Ross Brawn, the master tactician.
The news that Ross Brawn has ruled out a return to Formula One in the near future means that the sport will be the poorer for his absence.
As revealed by the Daily Telegraph's Daniel Johnson, Brawn announced at a fishing event in Aberdeenshire that he would not be returning to the sport amidst rumours that he could be in line for a role at McLaren with the return of Ron Dennis to Group CEO.
But Brawn’s decision means that rival teams can breathe a sigh of relief as one of the sport’s master tacticians enjoys some more time off.
Here are five reasons why Ross Brawn changed the way teams now approach the sport.
Having started his F1 apprenticeship as a mechanic at Williams, Brawn knows the nuts and bolts of the workings of a Formula One car as well as anybody around.
His reputation as a master strategist was created at Benetton, where he helped Michael Schumacher win back-to-back titles before going on to dominate the sport in partnership with the same driver at Ferrari in the early 2000s.

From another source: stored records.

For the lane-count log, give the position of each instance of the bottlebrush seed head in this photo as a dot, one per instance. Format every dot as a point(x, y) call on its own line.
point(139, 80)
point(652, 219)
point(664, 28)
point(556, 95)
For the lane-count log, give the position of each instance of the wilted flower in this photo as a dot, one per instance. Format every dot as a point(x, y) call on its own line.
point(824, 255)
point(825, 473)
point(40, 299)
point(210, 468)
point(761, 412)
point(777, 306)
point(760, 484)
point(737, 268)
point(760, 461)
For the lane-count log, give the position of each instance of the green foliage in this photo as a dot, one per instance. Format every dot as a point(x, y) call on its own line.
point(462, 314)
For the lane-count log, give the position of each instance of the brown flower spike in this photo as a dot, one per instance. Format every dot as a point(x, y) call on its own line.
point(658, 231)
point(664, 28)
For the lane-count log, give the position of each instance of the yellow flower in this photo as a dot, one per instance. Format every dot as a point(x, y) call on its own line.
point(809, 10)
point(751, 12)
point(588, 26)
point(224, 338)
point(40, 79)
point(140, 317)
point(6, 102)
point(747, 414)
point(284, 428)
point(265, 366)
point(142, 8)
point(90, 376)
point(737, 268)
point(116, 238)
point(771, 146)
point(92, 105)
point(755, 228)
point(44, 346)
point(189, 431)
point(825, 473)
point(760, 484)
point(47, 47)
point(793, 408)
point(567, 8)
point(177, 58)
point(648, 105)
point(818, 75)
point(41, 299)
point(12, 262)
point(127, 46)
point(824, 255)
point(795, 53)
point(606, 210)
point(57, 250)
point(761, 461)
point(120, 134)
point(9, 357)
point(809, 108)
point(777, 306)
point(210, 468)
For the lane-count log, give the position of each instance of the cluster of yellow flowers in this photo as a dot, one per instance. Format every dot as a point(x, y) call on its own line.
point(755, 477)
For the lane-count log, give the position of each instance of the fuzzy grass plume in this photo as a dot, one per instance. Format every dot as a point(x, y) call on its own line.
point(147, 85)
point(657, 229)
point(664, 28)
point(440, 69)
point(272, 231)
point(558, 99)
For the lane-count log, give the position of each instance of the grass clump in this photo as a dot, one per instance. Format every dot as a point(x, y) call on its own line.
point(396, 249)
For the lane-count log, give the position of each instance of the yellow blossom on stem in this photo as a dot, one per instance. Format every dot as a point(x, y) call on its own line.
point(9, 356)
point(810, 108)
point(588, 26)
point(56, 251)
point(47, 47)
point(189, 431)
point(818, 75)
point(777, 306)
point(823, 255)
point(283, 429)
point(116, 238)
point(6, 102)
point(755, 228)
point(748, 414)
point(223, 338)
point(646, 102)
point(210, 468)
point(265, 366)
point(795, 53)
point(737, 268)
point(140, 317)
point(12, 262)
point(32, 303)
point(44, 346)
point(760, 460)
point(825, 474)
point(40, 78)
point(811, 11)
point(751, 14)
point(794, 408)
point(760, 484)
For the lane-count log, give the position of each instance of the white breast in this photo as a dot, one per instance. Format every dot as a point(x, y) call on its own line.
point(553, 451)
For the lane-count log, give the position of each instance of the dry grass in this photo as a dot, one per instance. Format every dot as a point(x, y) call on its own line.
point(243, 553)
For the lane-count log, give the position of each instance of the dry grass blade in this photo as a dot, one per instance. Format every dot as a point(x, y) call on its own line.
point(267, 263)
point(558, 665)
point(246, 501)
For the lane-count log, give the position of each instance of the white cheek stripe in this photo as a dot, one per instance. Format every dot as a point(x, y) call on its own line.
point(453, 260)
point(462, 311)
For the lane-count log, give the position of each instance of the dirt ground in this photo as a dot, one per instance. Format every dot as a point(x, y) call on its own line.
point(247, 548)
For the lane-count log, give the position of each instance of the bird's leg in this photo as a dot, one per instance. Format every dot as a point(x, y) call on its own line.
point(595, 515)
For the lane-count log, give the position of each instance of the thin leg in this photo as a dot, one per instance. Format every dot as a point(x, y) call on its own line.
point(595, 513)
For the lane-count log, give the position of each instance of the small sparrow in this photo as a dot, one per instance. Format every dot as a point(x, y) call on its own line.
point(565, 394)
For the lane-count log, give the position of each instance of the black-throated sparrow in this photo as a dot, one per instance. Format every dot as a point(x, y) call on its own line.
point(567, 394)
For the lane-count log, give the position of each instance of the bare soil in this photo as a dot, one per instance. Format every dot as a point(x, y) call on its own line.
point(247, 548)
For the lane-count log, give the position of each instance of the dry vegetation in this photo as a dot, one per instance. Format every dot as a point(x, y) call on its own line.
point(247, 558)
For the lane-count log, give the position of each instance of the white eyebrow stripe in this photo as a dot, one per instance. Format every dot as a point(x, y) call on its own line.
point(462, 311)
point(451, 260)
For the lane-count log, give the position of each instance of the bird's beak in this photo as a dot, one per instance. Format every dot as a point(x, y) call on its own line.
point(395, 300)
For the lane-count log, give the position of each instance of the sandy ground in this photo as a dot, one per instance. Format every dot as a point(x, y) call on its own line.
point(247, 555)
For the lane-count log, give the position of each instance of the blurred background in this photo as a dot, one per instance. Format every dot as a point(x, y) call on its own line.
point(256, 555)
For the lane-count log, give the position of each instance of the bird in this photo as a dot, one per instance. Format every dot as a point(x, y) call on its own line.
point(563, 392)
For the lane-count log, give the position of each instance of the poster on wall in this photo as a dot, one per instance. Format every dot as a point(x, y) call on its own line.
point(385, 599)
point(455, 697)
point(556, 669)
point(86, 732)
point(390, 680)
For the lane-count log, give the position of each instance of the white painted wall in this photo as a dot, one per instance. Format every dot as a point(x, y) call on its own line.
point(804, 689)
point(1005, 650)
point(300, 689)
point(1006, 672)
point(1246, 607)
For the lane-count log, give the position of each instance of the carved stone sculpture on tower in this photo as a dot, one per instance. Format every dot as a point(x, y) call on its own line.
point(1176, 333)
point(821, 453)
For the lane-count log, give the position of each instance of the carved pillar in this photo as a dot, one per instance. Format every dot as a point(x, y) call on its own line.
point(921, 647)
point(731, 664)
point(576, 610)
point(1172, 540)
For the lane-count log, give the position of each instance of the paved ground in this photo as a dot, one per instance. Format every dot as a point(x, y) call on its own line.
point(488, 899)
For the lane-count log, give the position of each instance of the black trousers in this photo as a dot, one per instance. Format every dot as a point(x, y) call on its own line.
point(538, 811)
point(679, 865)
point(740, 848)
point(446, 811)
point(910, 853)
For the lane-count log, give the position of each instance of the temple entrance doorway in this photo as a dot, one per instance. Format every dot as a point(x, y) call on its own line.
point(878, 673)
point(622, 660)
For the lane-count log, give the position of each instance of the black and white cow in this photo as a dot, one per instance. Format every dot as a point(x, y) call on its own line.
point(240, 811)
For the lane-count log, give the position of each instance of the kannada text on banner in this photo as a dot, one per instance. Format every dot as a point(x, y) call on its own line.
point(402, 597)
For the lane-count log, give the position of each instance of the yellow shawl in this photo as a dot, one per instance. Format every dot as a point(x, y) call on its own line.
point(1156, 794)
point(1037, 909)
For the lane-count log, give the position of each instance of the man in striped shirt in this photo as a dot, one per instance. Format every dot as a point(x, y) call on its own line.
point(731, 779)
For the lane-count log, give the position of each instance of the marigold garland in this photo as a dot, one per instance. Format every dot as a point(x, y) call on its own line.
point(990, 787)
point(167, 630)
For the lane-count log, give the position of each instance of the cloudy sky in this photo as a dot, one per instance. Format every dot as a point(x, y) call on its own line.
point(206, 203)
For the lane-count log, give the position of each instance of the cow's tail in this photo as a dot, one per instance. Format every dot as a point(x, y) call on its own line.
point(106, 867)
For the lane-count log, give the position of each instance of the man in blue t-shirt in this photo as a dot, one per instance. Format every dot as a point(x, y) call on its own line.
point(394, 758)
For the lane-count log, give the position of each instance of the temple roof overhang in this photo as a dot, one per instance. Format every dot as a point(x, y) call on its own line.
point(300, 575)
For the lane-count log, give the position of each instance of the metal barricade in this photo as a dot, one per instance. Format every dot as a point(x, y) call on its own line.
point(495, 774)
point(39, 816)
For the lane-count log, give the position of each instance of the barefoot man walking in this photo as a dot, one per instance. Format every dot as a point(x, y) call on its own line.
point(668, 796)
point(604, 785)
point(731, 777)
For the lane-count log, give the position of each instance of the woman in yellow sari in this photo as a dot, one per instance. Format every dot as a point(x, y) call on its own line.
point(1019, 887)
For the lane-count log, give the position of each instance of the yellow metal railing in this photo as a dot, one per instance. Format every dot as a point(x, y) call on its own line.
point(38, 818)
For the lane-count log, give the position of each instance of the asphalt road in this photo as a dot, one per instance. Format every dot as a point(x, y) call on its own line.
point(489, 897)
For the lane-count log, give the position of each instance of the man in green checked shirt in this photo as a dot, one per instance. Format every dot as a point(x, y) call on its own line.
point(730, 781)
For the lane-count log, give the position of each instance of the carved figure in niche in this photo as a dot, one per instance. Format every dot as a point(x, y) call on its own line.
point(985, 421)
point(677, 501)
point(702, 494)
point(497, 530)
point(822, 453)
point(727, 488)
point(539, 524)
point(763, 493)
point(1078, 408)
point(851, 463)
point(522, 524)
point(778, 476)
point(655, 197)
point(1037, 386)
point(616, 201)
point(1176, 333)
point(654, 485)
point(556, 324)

Brawn has always been the tactical brain of every team he has worked with. He makes the calls on tyre strategy, when to bring his drivers in and when to react to what another team is doing.
One such example was during the 2004 French Grand Prix when Schumacher found himself stuck behind Fernando Alonso’s Renault. Worried they would not be able to pass if they remained on the same strategy, Brawn and engineer Luca Baldisserri decided to switch to a four-stop strategy and fuel Schumacher lighter on his second stop, and his extra pace made the difference.
Todt, Brawn and Schumacher were a formidable team.
When you think of Ferrari’s incredible run of success in the early 2000s, you don’t only think of Michael Schumacher, but of Ross Brawn and Jean Todt as well.
Brawn, Todt and Schumacher made a formidable team, and it is certainly debatable whether the German would have achieved the levels of success that he did without their help.
Many keen observers of the sport of F1 put Adrian Newey atop of the pedestal as far as exploiting clever loopholes within technical regulations are concerned.
But it was Ross Brawn who set the ball rolling in 2009 with his clever use of the double diffuser system.
Despite the regulations stating the height of the diffuser must be limited to 177mm above the floor of the car with no bodywork above it, Brawn incorporated their diffuser design into the crash structure to allow air to flow through it and thus create greater downforce and grip.
In his column for The Telegraph, Tom Cary hailed Brawn as not only a master tactician but a design genius:
Any team would miss someone of the calibre of Brawn, a man who has a winning habit so long he should be called Mother Superior. A team principal who, unlike many today, has a strong engineering background. Who understands not only where to find the loopholes but has the rare ability to then put forward the case as to why a double diffuser, say, should be declared legal. A brilliant strategist with an uncanny ability to read a race and react to what is happening on track.
Ross Brawn’s incredible record speaks for itself. He has no fewer than 16 titles to his name during his spells with teams including Benetton, Ferrari and his own Brawn GP.
In all sports, success tends to breed success, and once any team or athlete gets on a roll, they are very difficult to beat.
Brawn helped install a winning mentality into Ferrari after a period of 21 long years in the wilderness. Is it a coincidence that since Brawn left Ferrari at the end of 2006, the Scuderia has only one more title to its credit?
When Ross Brawn talks, people invariably listen. No finer example of this occurred during last year’s controversial Malaysian Grand Prix.
The race will be remembered for Sebastian Vettel’s flagrant disobedience of team orders when he ignored the instruction to sit behind Mark Webber until the chequered flag to instead battle for the lead and take the race win.
Behind the Red Bull drivers, Lewis Hamilton appeared to be holding up the faster Nico Rosberg, but rather than risk a collision, Brawn gave Rosberg the order to maintain station behind Hamilton.
Although he didn’t like it, Rosberg listened to the instruction of his team boss and put the team first.